Nervana Engine Delivers Deep Learning at Ludicrous Speed!

Home / Articles / External Non-Government


February 16, 2018 | Originally published by Date Line: February 16 on

Nervana is currently developing the Nervana Engine, an application specific integrated circuit (ASIC) that is custom-designed and optimized for deep learning.

Training a deep neural network involves many compute-intensive operations, including matrix multiplication of tensors and convolution. Graphics processing units (GPUs) are more well-suited to these operations than CPUs since GPUs were originally designed for video games in which the movement of on-screen objects is governed by vectors and linear algebra. As a result, GPUs have become the go-to computing platform for deep learning. But there is much room for improvement — because the numeric precision, control logic, caches, and other architectural elements of GPUs were optimized for video games, not deep learning.

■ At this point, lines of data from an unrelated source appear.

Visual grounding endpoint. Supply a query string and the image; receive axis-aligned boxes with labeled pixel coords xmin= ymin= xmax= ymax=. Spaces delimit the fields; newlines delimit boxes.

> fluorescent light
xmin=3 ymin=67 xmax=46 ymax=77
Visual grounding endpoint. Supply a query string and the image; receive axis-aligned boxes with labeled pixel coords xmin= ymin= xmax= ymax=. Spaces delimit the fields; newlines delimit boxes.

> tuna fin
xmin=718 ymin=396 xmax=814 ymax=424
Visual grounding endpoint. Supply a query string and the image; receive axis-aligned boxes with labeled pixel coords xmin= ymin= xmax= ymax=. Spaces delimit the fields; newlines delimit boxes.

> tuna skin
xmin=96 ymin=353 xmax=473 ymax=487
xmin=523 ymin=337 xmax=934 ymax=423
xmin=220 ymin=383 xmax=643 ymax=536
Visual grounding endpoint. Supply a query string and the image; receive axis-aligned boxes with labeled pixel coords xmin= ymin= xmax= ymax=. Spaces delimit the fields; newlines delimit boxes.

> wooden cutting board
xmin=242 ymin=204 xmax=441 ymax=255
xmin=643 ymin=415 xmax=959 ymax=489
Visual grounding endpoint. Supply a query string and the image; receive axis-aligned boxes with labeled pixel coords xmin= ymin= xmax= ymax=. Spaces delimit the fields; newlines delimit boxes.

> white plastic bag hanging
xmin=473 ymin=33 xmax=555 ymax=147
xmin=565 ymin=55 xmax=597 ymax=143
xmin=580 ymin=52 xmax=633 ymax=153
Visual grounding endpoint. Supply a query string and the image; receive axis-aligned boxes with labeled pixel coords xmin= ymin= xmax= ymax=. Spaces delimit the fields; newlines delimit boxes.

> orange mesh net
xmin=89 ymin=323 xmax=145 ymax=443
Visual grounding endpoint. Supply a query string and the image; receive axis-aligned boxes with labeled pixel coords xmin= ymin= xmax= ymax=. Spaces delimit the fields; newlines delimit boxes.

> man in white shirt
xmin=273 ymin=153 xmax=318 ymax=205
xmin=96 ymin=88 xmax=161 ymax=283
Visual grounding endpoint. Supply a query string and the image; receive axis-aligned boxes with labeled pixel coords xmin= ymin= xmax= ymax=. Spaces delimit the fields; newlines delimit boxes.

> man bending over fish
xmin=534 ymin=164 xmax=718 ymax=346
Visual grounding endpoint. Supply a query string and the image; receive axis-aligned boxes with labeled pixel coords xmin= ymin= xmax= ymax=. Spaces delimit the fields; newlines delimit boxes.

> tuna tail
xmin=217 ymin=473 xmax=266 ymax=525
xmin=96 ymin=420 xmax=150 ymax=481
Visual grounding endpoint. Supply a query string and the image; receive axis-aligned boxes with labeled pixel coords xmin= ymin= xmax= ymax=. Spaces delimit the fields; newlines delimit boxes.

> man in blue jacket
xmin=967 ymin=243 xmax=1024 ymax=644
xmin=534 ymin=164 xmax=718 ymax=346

As authors of the world’s fastest GPU kernels for deep learning, Nervana understands these limitations better than anyone, and knows how to address them most effectively. When designing the Nervana Engine, we threw out the GPU paradigm and started fresh. We analyzed the most popular deep neural networks and determined the best architecture for their key operations. We even analyzed and optimized our core numerical format and created FlexPoint™, which maximizes the precision that can be stored within 16 bits, enabling the perfect combination of high memory bandwidth and algorithmic performance. Then we added enough flexibility to ensure that our architecture is “future proof.” The Nervana Engine includes everything needed for deep learning and nothing more, ensuring that Nervana will remain the world’s fastest deep learning platform. So … are you ready for deep learning at ludicrous speed?!